In a small room whose window looked towards the east the Queen, with some few of her women, waited for the day. The ceiling was low, and its air of privacy gave some little respite from the strain of the eve and of the morrow. She lay upon a sofa, but she could not sleep; she spoke but rarely and that in low tones, and vaguely watched the night. With the first grey of the morning she rose, unrested, and bade them dress her boy, the child who alone in that great house had slept throughout the alarms. Then, under the growing light, she saw the Princess Elizabeth near her, who called her and took her to a window whence she might watch the rising of the sun. They stood together beside the open casement gazing at the city in silence.

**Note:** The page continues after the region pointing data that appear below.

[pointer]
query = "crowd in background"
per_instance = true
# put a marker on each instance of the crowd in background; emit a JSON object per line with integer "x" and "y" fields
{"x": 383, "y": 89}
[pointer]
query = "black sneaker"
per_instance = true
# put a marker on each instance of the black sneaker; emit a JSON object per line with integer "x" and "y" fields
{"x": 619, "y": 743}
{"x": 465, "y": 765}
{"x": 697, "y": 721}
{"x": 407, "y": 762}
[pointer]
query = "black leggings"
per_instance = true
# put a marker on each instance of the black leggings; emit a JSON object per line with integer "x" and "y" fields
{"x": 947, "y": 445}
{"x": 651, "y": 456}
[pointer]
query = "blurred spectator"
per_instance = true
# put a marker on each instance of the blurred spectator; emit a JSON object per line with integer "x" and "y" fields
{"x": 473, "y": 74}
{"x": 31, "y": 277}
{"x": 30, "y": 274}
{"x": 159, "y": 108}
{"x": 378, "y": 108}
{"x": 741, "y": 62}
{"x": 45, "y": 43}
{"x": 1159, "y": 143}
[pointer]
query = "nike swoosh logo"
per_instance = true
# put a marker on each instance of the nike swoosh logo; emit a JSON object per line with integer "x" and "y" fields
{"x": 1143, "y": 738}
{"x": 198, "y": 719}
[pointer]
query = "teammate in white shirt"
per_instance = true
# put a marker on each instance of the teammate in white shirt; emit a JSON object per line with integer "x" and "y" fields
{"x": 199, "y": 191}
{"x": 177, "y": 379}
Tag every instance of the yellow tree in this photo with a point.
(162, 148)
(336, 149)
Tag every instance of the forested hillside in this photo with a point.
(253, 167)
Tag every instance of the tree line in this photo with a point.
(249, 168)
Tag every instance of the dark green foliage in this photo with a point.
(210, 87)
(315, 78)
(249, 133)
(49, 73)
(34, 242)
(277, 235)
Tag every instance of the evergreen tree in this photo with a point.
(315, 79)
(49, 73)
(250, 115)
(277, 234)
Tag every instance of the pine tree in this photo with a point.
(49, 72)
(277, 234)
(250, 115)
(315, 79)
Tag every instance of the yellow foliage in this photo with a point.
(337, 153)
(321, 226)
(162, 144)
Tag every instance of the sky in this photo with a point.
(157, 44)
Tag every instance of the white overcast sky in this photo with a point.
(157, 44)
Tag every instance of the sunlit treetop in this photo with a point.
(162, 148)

Early as was the hour (it was but little past four) the tone of the air already promised a blinding summer’s day. The end of darkness had lifted no mist from the gardens. The last heats of yesterday blended with the new warmth of the sunrise that stretched bright red across the far suburbs where the populace stood to arms; behind the confused high roofs and spires of their capital the two Princesses saw advancing at last great beams of power and, enflaming the city, an awful daybreak. The younger woman was afraid and spoke her thought, saying that it looked like some great disaster, a burning spread before them.
Now that it was broad day the vigour of the Queen returned. She became again the will of the defence, and its leader—if it had a leader. She had not expected defeat even in the worst silences of the night; with the new day she was confident of success.
The commander of the Paris Militia, one Mandat, who had lately come by rote to that function, she knew to be sound. He had garrisoned the bridge-head by which alone the transpontine mob could cross the river to the palace; his cavalry also held the narrow arch at the Guildhall, by which alone the east end could come. Pétion, now become the Mayor of Paris, who had been summoned to the palace for a hostage, had gone—the Parliament had demanded him—but Mandat remained and his presence sufficed for her. Upon that presence she relied: when she came to seek him she found that he too had disappeared. The Town Hall had summoned him twice, and twice he had refused. At the third summons he had gone, suddenly, unescorted, “to account for his municipal command.” She began to wonder, but her hope was still maintained. She crossed to the room where she could find her husband, and she engaged upon the last act which freedom permitted her to command.
Still pursued by memories of what the Court had been, she determined to show the King to his subjects, and to present a sight which should exalt his soldiery and linger in history as the appeal which saved him.
The King obeyed her summons: he had better have remained for repose, for she found him but recently awakened from a stupor into which he had fallen at the end of the night when all his garrison had risen to the alarm.
The servitors, the gentlemen, the Militia, and the strict Swiss beside them saw, as they stood drawn up in a rambling line upon the western garden terrace, the figure for which they were to die.
He appeared at the main central door, weary, dishevelled, and, as it were, aged. His violet coat recalled the periods of mourning. The shadow in which he stood enhanced the sombre colour of his clothing and the pallor of his freckled face; his stoutness and his habitually sanguine temper rendered that pallor unnatural and suggested catastrophe or disease. His paunch was obvious, his hair deplorable. With such an introduction to their loyalty he wandered heavily from end to end of the line. There was a laugh—by one light-head he was covertly insulted as he passed—he was certainly of less and less moment in their eyes with every step he took in this unhappy review. When it abruptly ended, old Mailly went down stiffly on one knee and tendered his sword, then stiffly rose again. Again in the ranks some one laughed. From this scene the King returned to his room in silence.
She also, the Queen, returned from it angry and in tears, the more embittered that she herself had designed the thing.
The first news that met her on her return to the palace was the death of Mandat. As the details were told her she understood, though vaguely, what a blow had fallen. He had reached the Town Hall “to account for his command,” but had found there, not the hesitating constitutional body which he expected and which had a right to summon the head of the Militia. He had found instead a ring of new faces, the insurrectionary Commune: the Revolution, maddened and at bay, had glared at him across the lights of the hall. As he went down the steps to the street, blinded by that vision of terror, some lad shot him dead, and with that deed the whole plan of the defence crumbled. The bridge-head and the archway were abandoned.